Terkait
kata janji, ada istilah lain, yang berasal dari kata janji, yaitu perjanjian. Meskipun
sama berasal dari kata janji, namun perjanjian memiliki arti yang sangat berbeda.
Perjanjian selain mempunyai makna "saling" juga menimbulkan akibat
hukum, sebagaimana yang dikemukakan Prof. Subekti, suatu perjanjian adalah
suatu peristiwa ketika seseorang berjanji kepada orang lain atau antara dua
orang itu saling berjanji untuk melaksanakan sesuatu hal. Pengertian lain dari
perjanjian menurut Prof. Van Dune berarti hubungan hukum berdasarkan kata sepakat
untuk menimbulkan akibat hukum. Oleh karena itu, dalam suatu perjanjian, dua orang
atau lebih tersebut, sudah terikat secara hukum. Maka apabila salah satu pihak
ingkar, maka pihak lainnya dapat menuntut pertanggungjawabannya secara hukum.
Sedangkan
definisi kampanye menurut (Roger dan Storey), seperti yang dikutip, http://all-about-theory.blogspot.com
dalam (Antar Venus, 2004: 7) adalah serangkaian tindakan komunikasi yang
terencana dengan tujuan menciptakan efek tertentu pada sejumlah besar khalayak
yang dilakuan secara berkelanjutan pada kurun waktu tertentu.
Para
ahli komunikasi mengakui Definisi Rogers dan Storey adalah yang paling popular
dan dapat diterima dikalangan ilmuwan komunikasi. Hal ini didasarkan kepada dua
alasan (1) definisi tersebut secara
tegas menyatakan bahwa kampanye merupakan wujud tindakan komunikasi; (2) bahwa
definisi tersebut dapat mencakup keseluruhan proses dan fenomena praktik kampanye
yang terjadi dilapangan Tujuan lain dari kampanye menurut Ibnu Hamad[1] adalah
menciptakan pendapat umum. Kegiatan kampanye juga sering dianggap sebagai
komunikasi politik. Para kontentan Pemilu biasanya memilih komunikasi
politiknya dengan pendekatan propaganda, dibanding pendekatan persuasif.
Pada
pendekatan propoganda, upaya mempengaruhi orang lain dilakukan secara searah,
dengan memafaatkan sentimen kelompok.

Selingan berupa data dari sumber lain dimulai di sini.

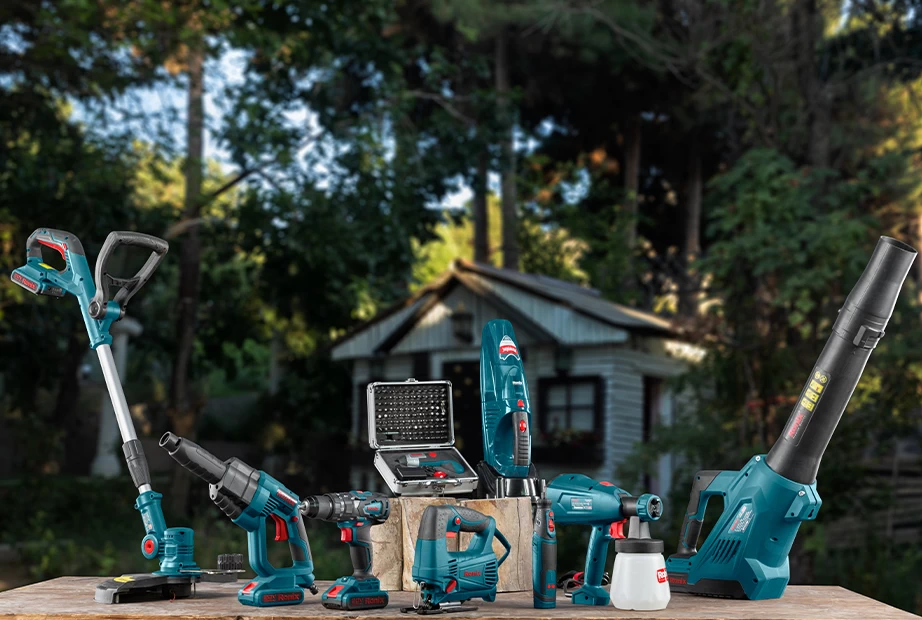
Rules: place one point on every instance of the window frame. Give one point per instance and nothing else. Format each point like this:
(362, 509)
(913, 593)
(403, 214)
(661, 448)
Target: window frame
(546, 383)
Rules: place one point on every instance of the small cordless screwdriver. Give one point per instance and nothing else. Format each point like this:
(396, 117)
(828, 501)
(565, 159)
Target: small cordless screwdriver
(354, 512)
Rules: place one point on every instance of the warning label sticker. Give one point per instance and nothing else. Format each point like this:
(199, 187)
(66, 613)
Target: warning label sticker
(809, 400)
(742, 520)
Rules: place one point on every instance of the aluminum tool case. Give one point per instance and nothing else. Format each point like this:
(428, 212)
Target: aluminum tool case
(415, 419)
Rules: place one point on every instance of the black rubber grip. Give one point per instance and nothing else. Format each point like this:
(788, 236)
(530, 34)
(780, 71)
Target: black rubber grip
(521, 447)
(361, 554)
(691, 527)
(127, 286)
(137, 463)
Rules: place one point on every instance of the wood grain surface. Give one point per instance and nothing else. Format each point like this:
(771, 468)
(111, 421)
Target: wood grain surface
(72, 598)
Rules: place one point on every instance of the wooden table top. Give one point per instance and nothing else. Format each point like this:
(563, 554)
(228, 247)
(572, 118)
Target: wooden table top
(72, 598)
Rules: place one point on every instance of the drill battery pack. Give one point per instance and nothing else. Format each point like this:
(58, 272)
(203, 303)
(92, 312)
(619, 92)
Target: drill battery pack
(411, 428)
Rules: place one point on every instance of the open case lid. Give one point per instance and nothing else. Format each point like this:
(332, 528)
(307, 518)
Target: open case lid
(410, 414)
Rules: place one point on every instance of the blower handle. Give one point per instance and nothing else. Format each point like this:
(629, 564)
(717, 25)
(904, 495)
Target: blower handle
(127, 286)
(502, 540)
(694, 514)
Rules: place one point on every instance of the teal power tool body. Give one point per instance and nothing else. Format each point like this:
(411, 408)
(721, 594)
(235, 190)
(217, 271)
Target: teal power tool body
(250, 498)
(354, 513)
(172, 547)
(544, 557)
(746, 553)
(506, 470)
(448, 578)
(578, 499)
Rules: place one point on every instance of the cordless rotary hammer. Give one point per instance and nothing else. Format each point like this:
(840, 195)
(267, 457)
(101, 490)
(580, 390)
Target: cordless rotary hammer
(354, 513)
(249, 498)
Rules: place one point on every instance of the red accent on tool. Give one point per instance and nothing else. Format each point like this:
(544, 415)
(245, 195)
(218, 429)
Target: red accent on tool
(281, 530)
(54, 246)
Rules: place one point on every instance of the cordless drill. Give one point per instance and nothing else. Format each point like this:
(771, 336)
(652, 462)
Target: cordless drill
(764, 503)
(579, 499)
(354, 513)
(249, 498)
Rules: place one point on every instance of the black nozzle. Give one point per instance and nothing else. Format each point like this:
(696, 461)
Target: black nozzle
(859, 327)
(194, 458)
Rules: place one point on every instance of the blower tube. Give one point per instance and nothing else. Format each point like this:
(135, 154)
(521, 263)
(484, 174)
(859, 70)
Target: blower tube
(860, 325)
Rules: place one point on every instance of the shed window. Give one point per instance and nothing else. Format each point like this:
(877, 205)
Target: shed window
(570, 403)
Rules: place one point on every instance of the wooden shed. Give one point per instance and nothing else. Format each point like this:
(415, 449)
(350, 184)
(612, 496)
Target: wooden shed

Pesan dalam progpaganda biasanya disusun
secara akurat berdasarkan analisis yang lengkap terhadap norma kelompok. Sedangkan
pendekatan persuasif jarang digunakan, karena dalam pendekatan persuasif, upaya
dilakukan untuk mempengaruhi perpesi dan kesan orang dengan mengekspolrasi
perasaan kerangkan pikir dan sebagainya harus dilakukan secara interpersonal
karena memerlukan feedback dari penerima.[2]
Disamping,
itu janji kampanye mempunyai ciri khas tersendiri dibandingkan aspek lain dari
kampanye, karena janji kampanye tidak diatur dalam undang-undang pemilu. Janji
kampanye juga jelas bukan bentuk dari suatu perjanjian yang mengikat secara
hukum. Oleh karena itu rakyat tidak bisa menuntut pertanggungjawaban janji kampanye
dikemudian hari, apabila kandidat tersebut terpilih menjadi Presiden atau Kepala
Daerah. Celah ini pula yang selalu “dimanfaatkan” oleh para pelaku kampanye, pada
saat kampanye. Wal hasil, janji kampanye hanya dipertanggungjawabkan secara moral
kepada Yang Maha Kuasa dan masyarakat yang sifatnya tidak mengikat secara hukum.